Bei allem ist Steidl kein Effekte heischender Mensch, sondern ein Gitarrist, der erfreulich anders denkt und interpretiert. Drei Zugaben erklatschen die Zuhörer. Eine davon: Lambada „Für Elise“. Der Titel spricht für sich. Und für einen großartigen Interpreten.

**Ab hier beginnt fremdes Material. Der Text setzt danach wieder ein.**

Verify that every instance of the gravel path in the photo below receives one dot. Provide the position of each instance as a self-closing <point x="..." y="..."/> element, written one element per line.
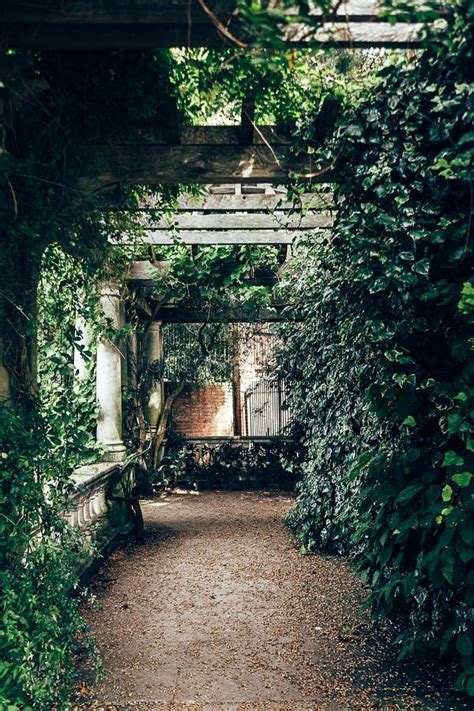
<point x="217" y="611"/>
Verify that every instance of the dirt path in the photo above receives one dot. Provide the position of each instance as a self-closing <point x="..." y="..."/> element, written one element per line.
<point x="217" y="611"/>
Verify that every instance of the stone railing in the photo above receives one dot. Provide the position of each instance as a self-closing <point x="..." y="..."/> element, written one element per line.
<point x="100" y="506"/>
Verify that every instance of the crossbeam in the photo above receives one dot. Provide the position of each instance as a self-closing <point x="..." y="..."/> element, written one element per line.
<point x="162" y="237"/>
<point x="238" y="222"/>
<point x="95" y="24"/>
<point x="98" y="166"/>
<point x="172" y="314"/>
<point x="147" y="36"/>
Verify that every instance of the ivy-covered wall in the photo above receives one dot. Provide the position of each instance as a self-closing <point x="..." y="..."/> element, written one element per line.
<point x="381" y="368"/>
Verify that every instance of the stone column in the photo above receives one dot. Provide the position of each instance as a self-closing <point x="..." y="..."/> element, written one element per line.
<point x="109" y="379"/>
<point x="84" y="339"/>
<point x="154" y="358"/>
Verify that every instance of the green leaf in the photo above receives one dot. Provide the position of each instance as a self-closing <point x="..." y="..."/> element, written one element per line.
<point x="466" y="531"/>
<point x="408" y="493"/>
<point x="451" y="459"/>
<point x="462" y="479"/>
<point x="447" y="493"/>
<point x="464" y="645"/>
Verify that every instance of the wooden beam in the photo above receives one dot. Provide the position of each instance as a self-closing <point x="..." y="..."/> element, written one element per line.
<point x="163" y="11"/>
<point x="104" y="165"/>
<point x="172" y="314"/>
<point x="235" y="222"/>
<point x="161" y="237"/>
<point x="253" y="203"/>
<point x="231" y="203"/>
<point x="211" y="135"/>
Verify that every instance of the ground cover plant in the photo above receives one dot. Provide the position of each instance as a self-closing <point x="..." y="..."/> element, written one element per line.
<point x="381" y="368"/>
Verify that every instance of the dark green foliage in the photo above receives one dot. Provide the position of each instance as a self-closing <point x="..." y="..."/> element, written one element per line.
<point x="229" y="465"/>
<point x="381" y="369"/>
<point x="37" y="574"/>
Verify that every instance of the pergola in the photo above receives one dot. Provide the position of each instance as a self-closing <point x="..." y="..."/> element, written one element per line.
<point x="237" y="158"/>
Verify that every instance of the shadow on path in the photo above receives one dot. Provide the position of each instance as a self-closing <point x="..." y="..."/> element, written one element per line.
<point x="217" y="611"/>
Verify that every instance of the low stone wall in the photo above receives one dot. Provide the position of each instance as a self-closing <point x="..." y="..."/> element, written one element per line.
<point x="100" y="508"/>
<point x="234" y="463"/>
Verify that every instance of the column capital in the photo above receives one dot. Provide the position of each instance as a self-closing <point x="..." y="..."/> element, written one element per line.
<point x="110" y="288"/>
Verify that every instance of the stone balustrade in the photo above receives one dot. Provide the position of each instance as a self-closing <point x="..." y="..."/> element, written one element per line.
<point x="89" y="501"/>
<point x="100" y="506"/>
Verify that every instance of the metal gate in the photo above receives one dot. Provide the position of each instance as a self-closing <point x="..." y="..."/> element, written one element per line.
<point x="266" y="414"/>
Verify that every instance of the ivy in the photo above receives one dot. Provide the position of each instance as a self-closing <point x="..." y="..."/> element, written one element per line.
<point x="381" y="367"/>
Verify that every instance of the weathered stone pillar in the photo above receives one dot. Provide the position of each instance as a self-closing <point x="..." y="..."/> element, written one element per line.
<point x="154" y="361"/>
<point x="109" y="379"/>
<point x="83" y="342"/>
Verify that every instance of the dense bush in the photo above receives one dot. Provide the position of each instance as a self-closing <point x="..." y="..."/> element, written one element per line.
<point x="230" y="465"/>
<point x="381" y="368"/>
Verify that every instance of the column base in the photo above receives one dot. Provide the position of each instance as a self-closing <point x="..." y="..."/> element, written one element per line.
<point x="116" y="451"/>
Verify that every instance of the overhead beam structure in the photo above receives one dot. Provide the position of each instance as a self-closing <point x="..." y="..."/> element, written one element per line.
<point x="206" y="155"/>
<point x="95" y="24"/>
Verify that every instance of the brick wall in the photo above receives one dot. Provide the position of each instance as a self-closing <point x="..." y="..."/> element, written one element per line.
<point x="207" y="412"/>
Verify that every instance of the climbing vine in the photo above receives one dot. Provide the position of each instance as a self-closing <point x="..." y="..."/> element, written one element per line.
<point x="381" y="366"/>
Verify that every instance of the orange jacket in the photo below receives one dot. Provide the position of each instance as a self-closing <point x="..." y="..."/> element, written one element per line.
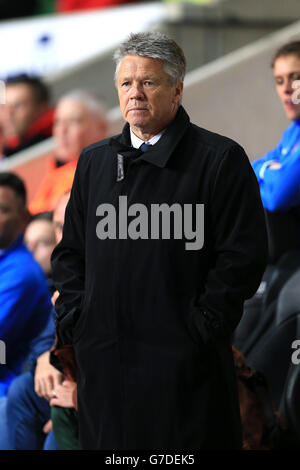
<point x="56" y="183"/>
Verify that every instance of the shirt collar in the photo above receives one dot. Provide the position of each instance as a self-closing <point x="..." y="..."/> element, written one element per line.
<point x="136" y="142"/>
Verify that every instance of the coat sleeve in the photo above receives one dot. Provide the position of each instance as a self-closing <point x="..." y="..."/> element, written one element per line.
<point x="239" y="241"/>
<point x="68" y="262"/>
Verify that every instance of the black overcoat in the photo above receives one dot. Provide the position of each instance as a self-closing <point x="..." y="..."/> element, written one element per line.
<point x="150" y="320"/>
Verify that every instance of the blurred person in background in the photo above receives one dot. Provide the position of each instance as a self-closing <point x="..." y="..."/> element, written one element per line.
<point x="29" y="112"/>
<point x="25" y="422"/>
<point x="40" y="239"/>
<point x="79" y="121"/>
<point x="16" y="9"/>
<point x="25" y="304"/>
<point x="278" y="172"/>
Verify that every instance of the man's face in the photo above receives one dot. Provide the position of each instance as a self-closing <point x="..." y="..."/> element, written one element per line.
<point x="286" y="70"/>
<point x="74" y="128"/>
<point x="40" y="240"/>
<point x="21" y="106"/>
<point x="148" y="101"/>
<point x="59" y="216"/>
<point x="12" y="216"/>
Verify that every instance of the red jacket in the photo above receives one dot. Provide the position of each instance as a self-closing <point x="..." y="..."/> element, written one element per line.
<point x="56" y="182"/>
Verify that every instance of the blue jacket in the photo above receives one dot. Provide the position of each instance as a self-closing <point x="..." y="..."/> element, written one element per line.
<point x="25" y="309"/>
<point x="280" y="188"/>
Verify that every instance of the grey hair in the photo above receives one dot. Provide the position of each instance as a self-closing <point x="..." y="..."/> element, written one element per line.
<point x="156" y="46"/>
<point x="94" y="104"/>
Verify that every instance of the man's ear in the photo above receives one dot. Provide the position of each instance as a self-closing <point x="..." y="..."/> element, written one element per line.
<point x="178" y="91"/>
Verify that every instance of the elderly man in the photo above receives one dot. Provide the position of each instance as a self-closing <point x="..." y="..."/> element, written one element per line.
<point x="79" y="120"/>
<point x="162" y="244"/>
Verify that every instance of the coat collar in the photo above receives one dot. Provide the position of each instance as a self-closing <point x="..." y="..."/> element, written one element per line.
<point x="160" y="153"/>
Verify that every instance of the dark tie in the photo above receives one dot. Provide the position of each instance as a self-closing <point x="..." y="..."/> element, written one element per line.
<point x="144" y="147"/>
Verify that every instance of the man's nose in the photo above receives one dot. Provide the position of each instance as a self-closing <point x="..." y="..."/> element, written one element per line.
<point x="287" y="87"/>
<point x="136" y="92"/>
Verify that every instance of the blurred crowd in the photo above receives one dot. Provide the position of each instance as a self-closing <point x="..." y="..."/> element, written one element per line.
<point x="14" y="9"/>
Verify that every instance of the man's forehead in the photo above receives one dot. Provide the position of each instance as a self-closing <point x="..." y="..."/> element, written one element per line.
<point x="134" y="63"/>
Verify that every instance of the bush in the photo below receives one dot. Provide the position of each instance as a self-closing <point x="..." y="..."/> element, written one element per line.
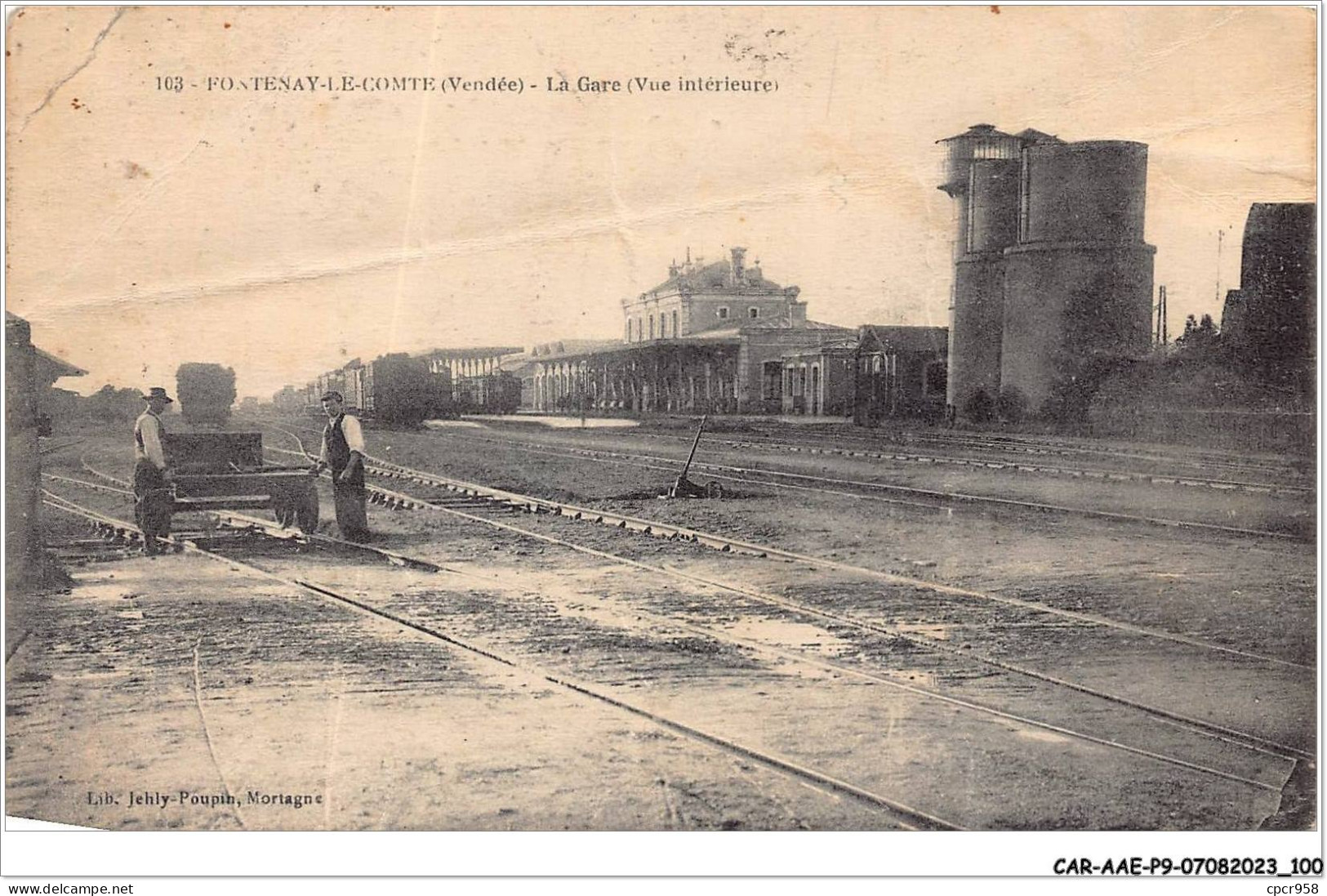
<point x="206" y="393"/>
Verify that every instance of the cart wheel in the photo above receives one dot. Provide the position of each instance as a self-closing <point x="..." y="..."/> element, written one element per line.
<point x="283" y="510"/>
<point x="307" y="510"/>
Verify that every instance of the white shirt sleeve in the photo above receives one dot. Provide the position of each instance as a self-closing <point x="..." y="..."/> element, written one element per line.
<point x="152" y="431"/>
<point x="354" y="437"/>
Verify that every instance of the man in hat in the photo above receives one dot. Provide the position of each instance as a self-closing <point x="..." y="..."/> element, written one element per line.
<point x="343" y="453"/>
<point x="153" y="499"/>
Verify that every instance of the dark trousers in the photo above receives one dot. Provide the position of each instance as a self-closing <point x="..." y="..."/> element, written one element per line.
<point x="350" y="517"/>
<point x="153" y="503"/>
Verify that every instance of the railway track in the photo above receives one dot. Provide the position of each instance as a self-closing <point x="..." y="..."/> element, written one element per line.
<point x="875" y="453"/>
<point x="909" y="496"/>
<point x="672" y="531"/>
<point x="870" y="626"/>
<point x="909" y="817"/>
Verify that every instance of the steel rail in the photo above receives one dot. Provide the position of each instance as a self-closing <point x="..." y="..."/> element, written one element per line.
<point x="1012" y="466"/>
<point x="243" y="520"/>
<point x="1231" y="736"/>
<point x="880" y="679"/>
<point x="916" y="819"/>
<point x="725" y="543"/>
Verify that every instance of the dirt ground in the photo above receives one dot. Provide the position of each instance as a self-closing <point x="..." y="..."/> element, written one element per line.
<point x="182" y="675"/>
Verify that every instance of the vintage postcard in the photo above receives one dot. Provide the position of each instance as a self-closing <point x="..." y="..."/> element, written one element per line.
<point x="666" y="418"/>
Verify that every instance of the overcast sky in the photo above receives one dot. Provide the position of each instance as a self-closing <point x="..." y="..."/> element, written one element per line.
<point x="286" y="233"/>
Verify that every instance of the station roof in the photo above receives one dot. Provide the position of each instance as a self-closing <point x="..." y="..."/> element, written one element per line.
<point x="904" y="339"/>
<point x="477" y="352"/>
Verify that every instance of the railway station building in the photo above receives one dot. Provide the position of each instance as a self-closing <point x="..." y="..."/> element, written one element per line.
<point x="709" y="339"/>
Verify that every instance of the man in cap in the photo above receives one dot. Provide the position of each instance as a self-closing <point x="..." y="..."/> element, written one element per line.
<point x="343" y="452"/>
<point x="153" y="499"/>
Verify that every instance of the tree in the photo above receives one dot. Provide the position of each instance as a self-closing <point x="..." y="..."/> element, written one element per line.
<point x="206" y="393"/>
<point x="1199" y="335"/>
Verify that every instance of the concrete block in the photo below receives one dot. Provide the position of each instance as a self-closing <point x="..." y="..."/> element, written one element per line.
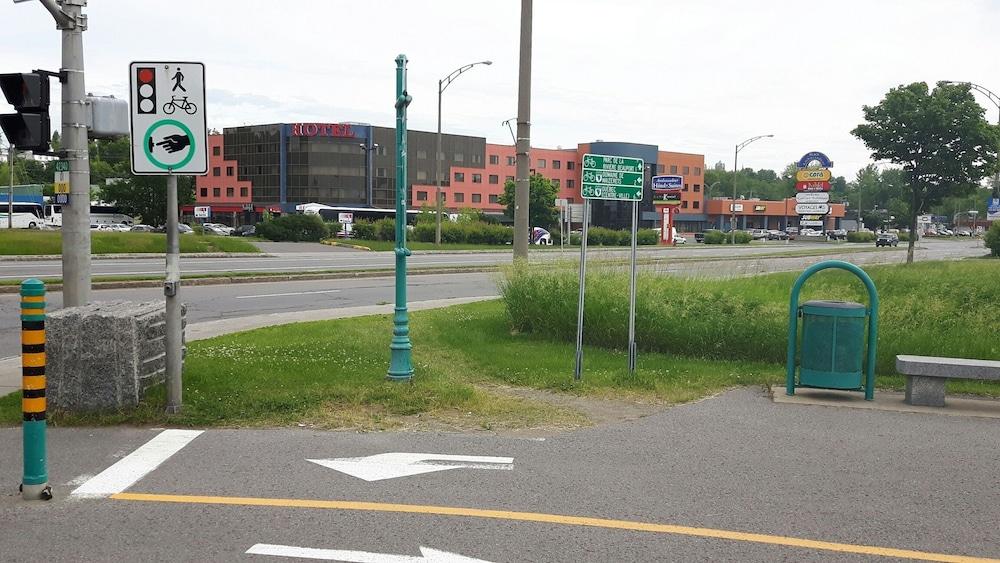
<point x="925" y="391"/>
<point x="104" y="355"/>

Wenn man Gitarrenmusik mit bestimmten Ländern assoziiert, fällt einem mit Sicherheit als Erstes Spanien ein. Mit der Rheinischen Philharmonie und Solisten durfte ich die „Spanish Night“ genießen. Vor allem gelang es den Philharmonikern unter dem Dirigat von Rasmus Baumann, die musikalischen Dialoge aufzunehmen, die sie mit den Solisten in Werken von Joaquin Rodrigo führten. Dessen „Fantasia para un gentilhombre“ gehört zu seinen Meisterkompositionen. Und ebenso meisterlich, virtuos und durchdacht wurde sie von dem Neapolitaner Aniello Desiderio in Szene gesetzt. Einfühlsam generierte er die Facetten der Gitarristik im Kontext des sinfonischen Klangs. Mit überzeugenden Phrasierungen und interpretatorischer Sorgfalt begeisterte er das Publikum derart, dass man ihn nach Standing Ovations und minutenlangem Applaus nicht ohne Zugabe gehen ließen.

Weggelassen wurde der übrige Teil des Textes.